Sylvia Plachy: 'Falling in love with the truth'

On Dec. 10, 1956, exactly one month after Soviet troops crushed the last hopes of the Hungarian Revolution, 13-year-old Sylvia Plachy lay hidden in a farm cart that was carrying her toward the Austrian border. That night, Plachy and her parents evaded land mines and border guards to escape the Communist regime, making their way first to Vienna, then finally to the United States. The family settled in Queens, New York, where the teenager grew up bound to a sense of exile and a compulsion to return to the country of her birth.

She went on to become one of the most incisive photographers of her generation. In publications including the Village Voice, the New York Times, and the New Yorker, her work has come to define a style of photo-reporting that is as much art as it is journalism. Aiming her lens at the ballet of the street and the drama of everyday events, Ms. Plachy's pictures combine personal narrative with public display, and capture - through the immediacy of her experience - the timelessness of metaphor and dream.

In the course of a career that has garnered her numerous awards, a Guggenheim fellowship, and museum exhibitions in the US and abroad, Plachy has used her cameras to bridge the distance between childhood memory and the rolling changes of history. For more than 40 years, she has traveled repeatedly to Hungary and throughout Eastern Europe. Her visual chronicle of these trips has been published in a book, "Self Portrait With Cows Going Home" (Aperture, 208 pp., $50).

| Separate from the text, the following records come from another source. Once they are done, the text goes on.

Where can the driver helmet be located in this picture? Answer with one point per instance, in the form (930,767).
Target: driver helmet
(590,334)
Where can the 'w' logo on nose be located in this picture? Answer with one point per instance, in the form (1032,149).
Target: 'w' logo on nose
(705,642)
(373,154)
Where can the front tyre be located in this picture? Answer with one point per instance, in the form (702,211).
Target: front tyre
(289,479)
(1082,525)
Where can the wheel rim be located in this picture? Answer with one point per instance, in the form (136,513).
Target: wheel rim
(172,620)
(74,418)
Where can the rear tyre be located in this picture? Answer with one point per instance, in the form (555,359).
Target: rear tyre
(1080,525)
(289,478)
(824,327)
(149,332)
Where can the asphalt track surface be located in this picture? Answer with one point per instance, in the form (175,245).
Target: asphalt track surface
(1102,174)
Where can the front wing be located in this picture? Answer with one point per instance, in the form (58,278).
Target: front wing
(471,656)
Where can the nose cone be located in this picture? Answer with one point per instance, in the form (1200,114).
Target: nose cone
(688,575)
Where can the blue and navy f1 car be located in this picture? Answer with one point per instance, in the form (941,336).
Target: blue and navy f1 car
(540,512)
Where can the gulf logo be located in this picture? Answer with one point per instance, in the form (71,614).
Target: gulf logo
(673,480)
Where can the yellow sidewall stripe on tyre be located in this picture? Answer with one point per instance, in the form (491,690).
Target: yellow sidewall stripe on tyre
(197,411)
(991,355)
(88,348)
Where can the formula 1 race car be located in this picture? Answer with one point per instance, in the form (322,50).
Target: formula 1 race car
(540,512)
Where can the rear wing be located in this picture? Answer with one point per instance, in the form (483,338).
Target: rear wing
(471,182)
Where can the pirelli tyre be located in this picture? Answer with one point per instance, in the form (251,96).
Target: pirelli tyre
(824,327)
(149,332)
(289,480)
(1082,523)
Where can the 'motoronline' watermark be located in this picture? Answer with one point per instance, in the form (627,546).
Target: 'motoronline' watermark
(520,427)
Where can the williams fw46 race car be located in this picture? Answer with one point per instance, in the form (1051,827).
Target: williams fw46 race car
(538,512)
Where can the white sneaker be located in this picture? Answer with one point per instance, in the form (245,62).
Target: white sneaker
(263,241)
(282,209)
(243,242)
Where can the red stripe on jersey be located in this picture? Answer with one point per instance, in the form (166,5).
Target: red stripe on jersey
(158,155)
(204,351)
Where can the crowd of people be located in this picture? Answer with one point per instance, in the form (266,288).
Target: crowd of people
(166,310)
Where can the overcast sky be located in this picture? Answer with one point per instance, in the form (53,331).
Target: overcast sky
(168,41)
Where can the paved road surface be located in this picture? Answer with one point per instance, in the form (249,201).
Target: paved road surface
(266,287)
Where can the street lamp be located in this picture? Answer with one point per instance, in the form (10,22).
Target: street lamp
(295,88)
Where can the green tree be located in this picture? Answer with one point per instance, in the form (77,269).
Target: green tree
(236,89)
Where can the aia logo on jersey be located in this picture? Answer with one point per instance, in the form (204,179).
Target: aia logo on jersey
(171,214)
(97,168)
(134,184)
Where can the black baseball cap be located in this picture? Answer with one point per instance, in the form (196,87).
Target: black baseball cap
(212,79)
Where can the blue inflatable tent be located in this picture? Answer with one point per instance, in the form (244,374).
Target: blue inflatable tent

The book, the 61-year-old Plachy writes, "is a farewell to my long attachment to my birthplace."

She designed the volume as a complex, textured memoir of some 120 images, mostly her own photographs, interspersed with family snapshots, keepsakes, even her grandmother's recipe book. She leads with a color panorama of a fog-shrouded Transylvanian wood, and ends with the title photograph, a scene of cows plodding through a village with the photographer playfully framed in a car mirror. Plachy captures her parents taking the oath as American citizens in 1963, and makes a riveting portrait of her son, actor Adrien Brody, on the set of the film "The Pianist" in 2001.

Many of the photographs will be displayed this spring at the Rose Gallery in Los Angeles, and are on view now at New York's Hunter Fox Gallery, where Plachy recently talked about the book and her career. Her pictures "have to do with what memory looks like,'' she explains. "How you remember things. Not so much how they are, but how they get translated."

Plachy comes from a tradition of Hungarian photographers, including Brassai, Robert Capa, and Andre Kertesz. Like those of Kertesz, who was a mentor and grandfather figure to her, Plachy's images are by turns fond, witty, searching, and sad. A simple black-and-white image of frisking lambs evokes the rural life of her ancestors, while puppet-like figures hanging in an art gallery recall the nearly 1,200 protesters executed after the revolution, when Hungary fell back under Soviet control.

"What makes you push the shutter has to do with seeking a kind of perfection, a harmony in the world," Plachy says. "You are instinctively aware it's there, but you've got to be completely alert and quick and so deeply awake that it moves you."

Plachy's images are enhanced by her own text, which ranges from personal narrative to explanatory captions to epigrammatic commentary. "The stars looked on with indifference," she recounts of her family's safe arrival in Austria in 1956. She writes: "There was darkness behind us, and darkness ahead."

Plachy has compared the relationship of words and pictures to the blending of different musical instruments. The relation is not always straightforward. Beside a picture of a keening bear in the Budapest Zoo, she writes: "I heard Misia, the singer, tell an interviewer on the radio that to sing fado well, the sadness has to come from healed experience: 'from the scab and not the wound.' If I had a voice, I would have liked to have been a Piaf, a Billie Holiday, or the Hungarian singer Karady."

Exile remains the defining element of Plachy's consciousness.

"You're always in exile from something,'' she says. "It shaped my whole life. I think it's a good thing. If I hadn't been taken away from that part of the world, who knows what I would have done. But there are worse things that you have to face. Life is full of worse things."

She does not consider her family's harrowing escape one of the worst things that has happened. "That was a major event. But it [only] ended my childhood. Miraculously we survived it, and survived all things afterward. That's why it's nothing."

The work of the artist "is not so much what you say or what you know, it's recognizing what you know. That's what life is about. That's what photography is about. You see something, or you hear someone say something, and you say 'That is a truth.' You know, deep in you," she continues. "That's when you start shooting. That's when you write it down. That's when you start thinking, or that's when you start feeling, because you recognize it. You fall in love with that truth. That's what it is, it's falling in love."